Chapter 1
To save my family from the king’s dungeons, I married the Lord Regent–the most feared man in the realm.
On our wedding night, the man they whispered was no man at all took me until I teetered on oblivion.
The next morning, royal decree in hand, he ordered my House slaughtered.
I knelt at his door for three days.
“Ten years ago,” he said, ice in his gaze, “your father’s betrayal saw my kin butchered like cattle. This is fate’s wheel turning. Blood owed, paid in blood.”
For five years he kept me locked away, tormenting me daily. I held on for my mother’s sake–until he ripped our seven–month child from my womb for his mistress.
Seven days before my promised freedom, I stood atop the Spire, wind lashing my robes.
And there–the mighty Regent on his knees, begging me not to jump.
01
The moment Damien Vaughn kicked the door open, I had just finished lighting the three memorial candles for our child’s tablet.
He seized my wrist, his grip like iron, his expression savage.
“Elara, you have some nerve!”
“I told you, do not go near Liana. Yet you provoke her, again and again.”
“Do you truly believe I won’t do anything to you?”
He shoved me violently.
My forehead struck the edge of the wooden table behind me, and a painful, red welt immediately began to form.
But I acted as if I felt nothing. I slowly sank to my knees before him, pressing my bruised forehead to the cold stone floor.
“I am sorry.”
Damien’s eyes tightened. He instinctively reached out to help me up, but the moment his fingers brushed my arm, he flinched back.
As if he had touched something foul, he snatched his hand away and hid it behind his back.
“What game are you playing now, Elara?”
I shock my head, my voice as still and dead as a winter lake.
1
“No game. It is my duty to see to Lady Liana.”
“Whatever has befallen her, I accept the blame.”
It was always this way. He never investigated anything concerning Liana; he simply decreed it was my fault.
If Liana had a headache, he claimed it was because our stars were crossed in ill–omen.
If Liana sprained her ankle, he accused me of deliberately placing loose stones on the path.
And two days ago, when Liana miscarried, and the royal physician found saffron in her tonic…
He didn’t need proof. He declared I had done it out of jealousy and spite.
He was the one who held the bitter draught to my lips, forcing me to drink. He was the one who ordered the midwife to tear our seven–month–old child from my body, to serve as a companion for Liana’s lost baby in the cold earth.
The thought of that unborn child sent a wave of grief so profound through me that I nearly collapsed.
I bit down hard on my lip, just to maintain the last shred of composure in his presence.
Experience had taught me that any display of weakness would be seen as another ploy, another attempt to manipulate him with pity.
The candles on the table burned out. Damien’s gaze swept over them and fell upon the child’s memorial tablet.

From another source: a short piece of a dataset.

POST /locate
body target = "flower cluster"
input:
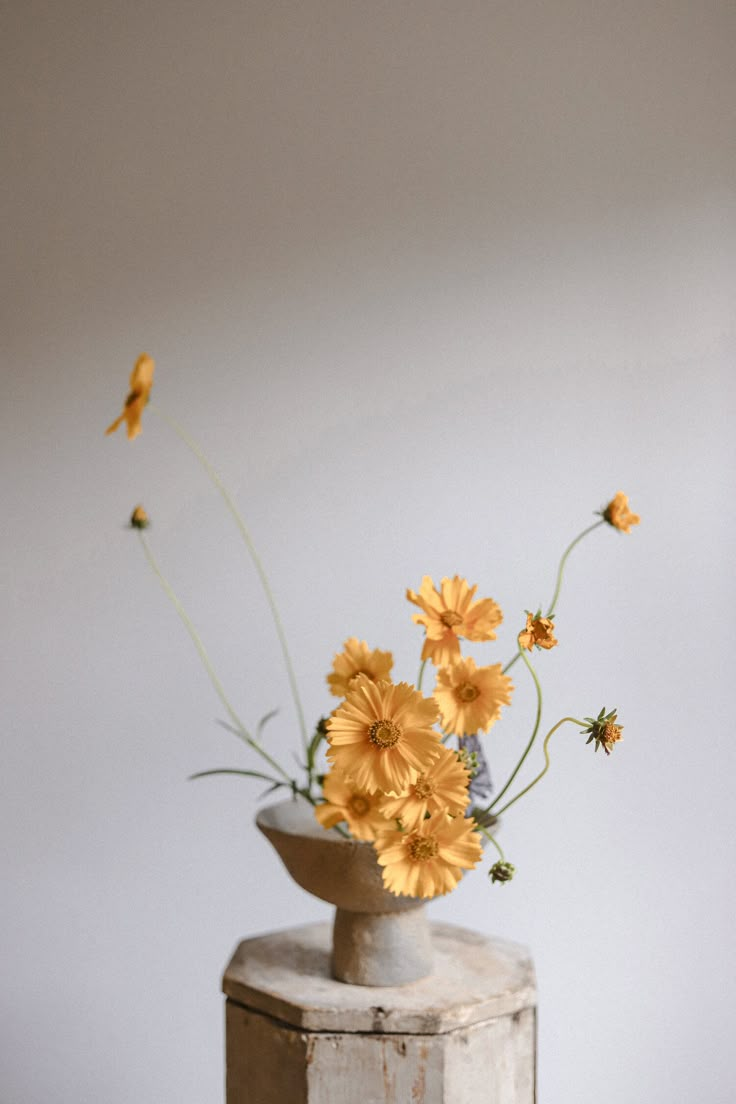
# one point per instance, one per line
(407, 773)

His face contorted. He strode forward, lifted me without a word, and threw me onto the bed, his hands moving to the ties of my bodice.
I could smell it on his collar–the cloying scent of Liana’s favorite perfume.
I caught his hand, my eyes meeting his with a strange calm.
“My body has not yet healed. Perhaps another day.”
Damien froze, then his eyes raked over me, a deep, mocking sneer spreading across his face.
He leaned in close, his whisper a venomous caress against my ear.
“Elara, besides this body of yours, what other value do you possess?”
0507
A chill pierced me to the bone. Ignoring my trembling, Damien ripped away the last of my clothing.
The bed canopy fell, casting the room in wavering, uncertain light.
His face, devoid of passion, was reflected in my tear–filled, numb eyes.
I couldn’t deny it. I loved Damien Vaughn.
He was the brilliant, beautiful boy who had dazzled my youth.
He was the man I had defied my parents for, kneeling outside their door for three days and nights, determined to marry.
But I couldn’t help but hate him, too…
He had seduced me into his trap, only to send my entire family to the gallows. He had personally overseen the execution of my parents and a hundred other membe-
rs of House Sutton.
He had kept me a prisoner for five years, shaming and torturing me, day after endless day.
It wasn’t that I hadn’t thought of death.
But five years ago, in that dark, cold dungeon, my mother had clutched my hand, her face streaked with tears.
“Elara, my darling,” she had wept, “I only ask one thing of you. No matter what, you must live.”
“I will wait for you on the shores of the afterlife for five years. If, after five years, you still have not found a reason to live, then you may come and find me.”
My mother hoped that promise of five years would give me a reason to hope, a reason to survive.
Even the coming of our child… I had allowed myself to believe it was a glimmer of light my mother had sent me from beyond.
But that fragile flame had been ruthlessly snuffed out by Damien.
And now, there were five days left until my five years were up.